En estos tiempos con Gabo, el autor de Cien años de soledad es cierto que perdió memoria; atendía a las realidades más esenciales, interactuaba con los suyos, y para salvar cuestiones que le ponían en un brete (no reconocer a alguien, no recordar caras o hechos), García Márquez recurrió a su rapidez mental; se notaba que calibraba la salida que tenía ante cualquier circunstancia de esas y preguntaba por nombres propios o se reía de sus propios olvidos una vez que éstos no parecían tener solución posible. Pero, que se sepa, nunca se produjo ningún diagnóstico que asegurara que Gabriel padeciera alzheimer. Al mismo tiempo que se producían esas evidencias, quizá de demencia senil, el escritor desarrolló un carácter bondadoso y humorístico. En su vida pública anterior podía ser hosco (“más bien defensivo”), pero en esta época “rebajó sus prevenciones” y atendió de esa nueva manera, abierta, risueña, a todos aquellos que llegaban a él.
Todo este proceso de la enfermedad de Gabo y el posterior agravamiento ha contado con el acuerdo de la familia. La sociedad mexicana, donde ha desarrollado medio siglo de vida, se ha comportado cumpliendo, decía ayer Héctor Aguilar Camín, “el hecho cierto de que es el escritor mejor y más querido de las letras. ¡Los lectores y las musas lo adoran!

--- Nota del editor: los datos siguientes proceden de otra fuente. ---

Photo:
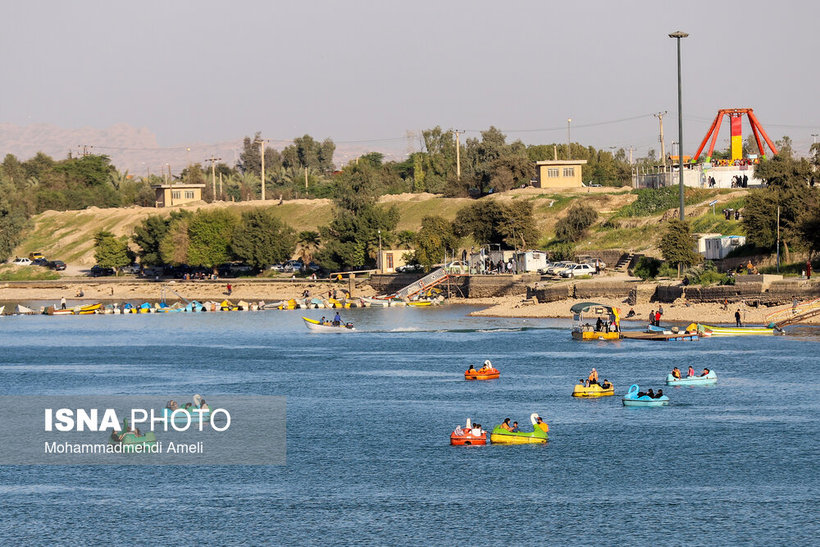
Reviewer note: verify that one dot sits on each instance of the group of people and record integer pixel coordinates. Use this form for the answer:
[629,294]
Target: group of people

Los adoran sus colegas más grandes (¡y eso que somos especialistas en la envidia!) y sus colegas más chicos le rinden pleitesía… Ahora lees Cien años de soledad, veinte años después de no haberla tocado, y sales de ella alucinado por su frescura, por su humor, por su transparencia”.
Hoy lo despiden mexicanos y colombianos, en una ceremonia insólita, pues jamás dos presidentes se habían juntado en el homenaje a un ciudadano que sólo tiene una de las dos nacionalidades. La urna que se disputan los aires de ambos países será el objeto que concitara la luz del Palacio de Bellas Artes, pero más acá se queda la luz verdadera de la obra insólita del hijo del telegrafista. Estarán los hijos, los nietos, la madre. Mercedes Barcha ha sido la que ha organizado la conversación de esa tribu en la que todos, en la salud y en la enfermedad, se han comportado con una sensatez inconmovible. Decía ayer un amiga de ellos: “Gabo es el de la familia que salió más chistoso”.
Él dijo: “Lo malo de la muerte es que es para siempre”. Como siempre ocurre, parece que no está ocurriendo.
Pero esta noticia que él no dio se produjo a las 12.08 del Jueves Santo, Día del Amor Fraterno, y preside desde entonces una vida inmortal.